What changes over time

Phase Main concern Typical output
Design Fit and trade-offs ADRs, diagrams, review notes
Build Reproducibility IaC, policy, pipeline definitions
Deploy Change safety Promotion gates, approvals, rollback plans
Operate Service health SLOs, dashboards, runbooks, incident records
Evolve Continued fitness Updated ADRs, redesign backlog, deprecations

When to revisit architecture decisions

[Inferred] The need to revisit architecture usually follows a material change in business or technical context. Common triggers include:

  • major traffic growth or tenant mix change,
  • new compliance or data residency constraints,
  • repeated incidents with the same dependency or failure mode,
  • cost growth that outpaces business value,
  • platform capability changes that make a previous trade-off obsolete,
  • team topology changes that alter operational ownership.

Anti-patterns

  • Treating the first approved diagram as the final architecture.
  • Releasing architecture changes incrementally without updating decision records.
  • Accumulating exceptions that silently replace the intended operating model.
  • Waiting for a major outage before reviewing reliability or security assumptions.
  • Allowing platform changes to drift without application-team impact review.

Ownership by phase

  • Design: architects, security, platform, product, and app leaders.
  • Build: platform engineers, application engineers, and governance owners.
  • Deploy: release engineering, operations, and risk approvers.
  • Operate: app support, platform SRE, security operations, and service owners.
  • Evolve: architecture review boards, platform strategy, and workload leads.

Validation checkpoints

  • Each phase has defined outputs and exit criteria.
  • [Observed] Drift and exceptions are visible rather than hidden in tickets.
  • [Correlated] Deployment, incident, cost, and performance trends inform changes.
  • [Validated] Revisit triggers lead to actual architecture reviews.
  • [Correlated] Repeated production pain is linked back to design decisions.

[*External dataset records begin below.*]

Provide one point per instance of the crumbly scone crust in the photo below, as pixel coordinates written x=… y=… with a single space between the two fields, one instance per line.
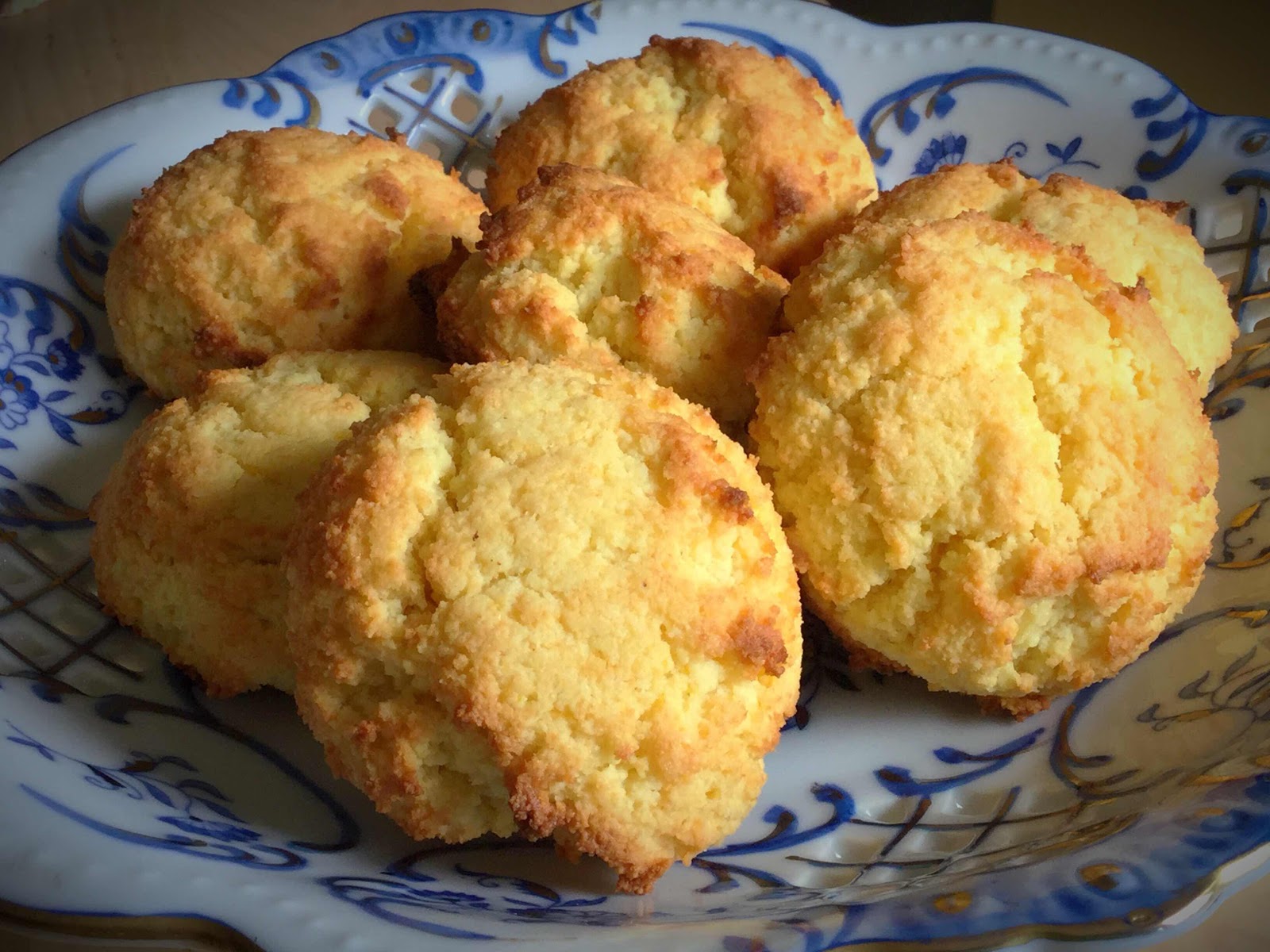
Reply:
x=992 y=463
x=738 y=135
x=588 y=267
x=1132 y=240
x=289 y=239
x=194 y=518
x=550 y=601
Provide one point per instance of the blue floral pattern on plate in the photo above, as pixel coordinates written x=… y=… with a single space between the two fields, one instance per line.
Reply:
x=891 y=816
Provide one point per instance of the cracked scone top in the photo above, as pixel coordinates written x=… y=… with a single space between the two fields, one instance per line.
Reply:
x=1132 y=240
x=194 y=518
x=289 y=239
x=588 y=267
x=550 y=601
x=738 y=135
x=991 y=461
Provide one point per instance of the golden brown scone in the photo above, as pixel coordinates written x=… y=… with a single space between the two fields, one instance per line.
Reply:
x=194 y=518
x=591 y=268
x=1130 y=240
x=289 y=239
x=733 y=132
x=549 y=600
x=991 y=461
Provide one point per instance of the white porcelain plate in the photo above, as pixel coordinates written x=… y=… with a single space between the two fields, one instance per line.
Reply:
x=892 y=816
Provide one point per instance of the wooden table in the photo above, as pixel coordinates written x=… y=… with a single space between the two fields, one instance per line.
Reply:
x=64 y=59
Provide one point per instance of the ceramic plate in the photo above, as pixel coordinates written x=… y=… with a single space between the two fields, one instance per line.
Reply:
x=892 y=816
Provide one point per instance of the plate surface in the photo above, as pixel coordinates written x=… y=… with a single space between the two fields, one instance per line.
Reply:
x=892 y=816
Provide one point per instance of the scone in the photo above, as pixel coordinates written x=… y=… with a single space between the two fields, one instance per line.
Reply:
x=738 y=135
x=1130 y=240
x=552 y=601
x=591 y=268
x=290 y=239
x=991 y=461
x=194 y=517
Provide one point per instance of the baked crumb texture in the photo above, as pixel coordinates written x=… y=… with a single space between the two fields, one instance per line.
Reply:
x=1132 y=240
x=289 y=239
x=741 y=136
x=548 y=601
x=194 y=517
x=591 y=268
x=992 y=463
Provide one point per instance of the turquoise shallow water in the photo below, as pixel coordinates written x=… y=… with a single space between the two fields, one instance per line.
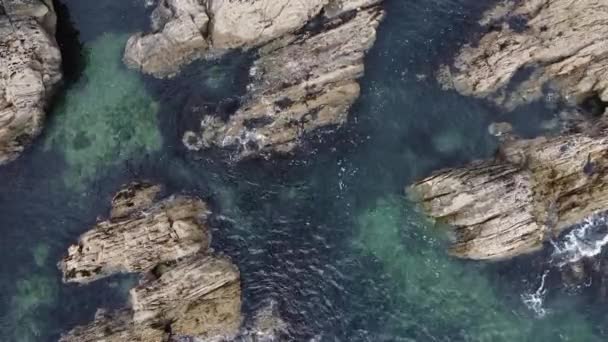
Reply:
x=328 y=234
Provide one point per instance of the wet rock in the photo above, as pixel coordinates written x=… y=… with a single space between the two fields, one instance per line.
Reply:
x=185 y=292
x=532 y=191
x=186 y=30
x=168 y=230
x=114 y=327
x=305 y=79
x=267 y=326
x=200 y=296
x=300 y=83
x=30 y=71
x=536 y=44
x=499 y=129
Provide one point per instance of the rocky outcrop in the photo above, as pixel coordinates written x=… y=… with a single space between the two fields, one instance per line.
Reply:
x=186 y=30
x=305 y=79
x=531 y=193
x=534 y=45
x=30 y=71
x=184 y=290
x=136 y=243
x=301 y=83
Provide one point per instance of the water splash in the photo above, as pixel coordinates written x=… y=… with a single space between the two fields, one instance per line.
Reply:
x=584 y=241
x=535 y=300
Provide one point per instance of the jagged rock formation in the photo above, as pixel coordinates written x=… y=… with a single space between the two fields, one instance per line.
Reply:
x=535 y=44
x=30 y=71
x=311 y=55
x=137 y=241
x=184 y=291
x=299 y=84
x=185 y=30
x=532 y=191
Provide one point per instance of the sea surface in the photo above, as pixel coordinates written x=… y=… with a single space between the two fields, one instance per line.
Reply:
x=328 y=234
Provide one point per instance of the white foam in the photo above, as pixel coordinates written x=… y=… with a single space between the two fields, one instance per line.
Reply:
x=584 y=241
x=534 y=301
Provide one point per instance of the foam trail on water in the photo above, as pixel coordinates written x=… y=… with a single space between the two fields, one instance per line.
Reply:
x=534 y=301
x=584 y=241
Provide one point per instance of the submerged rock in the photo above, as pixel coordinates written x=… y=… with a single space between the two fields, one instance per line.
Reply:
x=301 y=83
x=534 y=44
x=186 y=30
x=138 y=241
x=30 y=71
x=311 y=55
x=184 y=292
x=532 y=192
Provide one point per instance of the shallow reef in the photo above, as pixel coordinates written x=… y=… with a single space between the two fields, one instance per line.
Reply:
x=440 y=298
x=105 y=118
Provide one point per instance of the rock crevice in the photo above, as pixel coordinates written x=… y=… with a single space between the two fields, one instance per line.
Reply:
x=185 y=291
x=30 y=72
x=561 y=41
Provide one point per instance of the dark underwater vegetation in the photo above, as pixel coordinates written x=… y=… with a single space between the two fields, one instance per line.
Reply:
x=328 y=233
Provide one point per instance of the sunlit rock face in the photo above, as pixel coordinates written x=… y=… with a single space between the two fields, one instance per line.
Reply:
x=300 y=84
x=105 y=118
x=304 y=81
x=30 y=71
x=532 y=45
x=185 y=290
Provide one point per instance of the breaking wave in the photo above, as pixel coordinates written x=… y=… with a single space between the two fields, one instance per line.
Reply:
x=583 y=241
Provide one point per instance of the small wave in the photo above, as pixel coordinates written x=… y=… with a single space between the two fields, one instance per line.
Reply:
x=534 y=301
x=584 y=241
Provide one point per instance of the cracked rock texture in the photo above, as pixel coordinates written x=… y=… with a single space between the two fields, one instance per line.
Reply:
x=30 y=71
x=184 y=292
x=301 y=83
x=533 y=191
x=138 y=240
x=534 y=45
x=186 y=30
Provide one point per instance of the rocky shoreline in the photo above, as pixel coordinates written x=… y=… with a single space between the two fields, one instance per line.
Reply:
x=305 y=77
x=185 y=290
x=30 y=71
x=534 y=189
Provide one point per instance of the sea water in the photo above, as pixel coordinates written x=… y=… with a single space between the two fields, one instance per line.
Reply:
x=327 y=235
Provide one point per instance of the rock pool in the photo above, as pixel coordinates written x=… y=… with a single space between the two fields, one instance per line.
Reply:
x=328 y=234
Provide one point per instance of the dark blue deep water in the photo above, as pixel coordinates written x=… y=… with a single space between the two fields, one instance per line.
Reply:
x=327 y=234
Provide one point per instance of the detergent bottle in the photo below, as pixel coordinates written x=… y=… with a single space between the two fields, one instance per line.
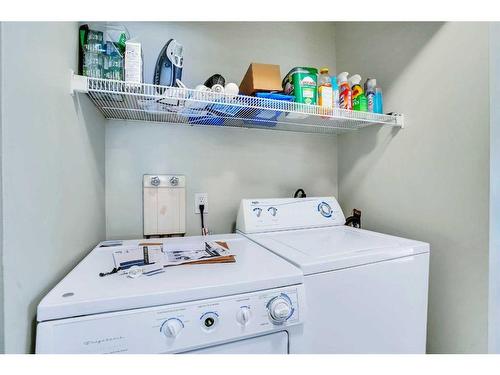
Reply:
x=335 y=91
x=370 y=85
x=345 y=94
x=325 y=93
x=359 y=102
x=379 y=103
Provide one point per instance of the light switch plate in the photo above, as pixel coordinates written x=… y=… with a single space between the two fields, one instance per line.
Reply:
x=200 y=198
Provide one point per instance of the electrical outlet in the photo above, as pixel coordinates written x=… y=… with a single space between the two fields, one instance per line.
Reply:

Practical review questions

  • What assumptions from the original design are no longer true?
  • Which operating controls exist only because the architecture is compensating for earlier constraints?
  • Has the workload outgrown its original scaling, security, or team model?
  • What decisions are becoming expensive to reverse?

Microsoft Learn references

Takeaway

[Validated] The best architecture lifecycle is a deliberate loop: decide, encode, operate, learn, and revisit before production pressure makes redesign unavoidable.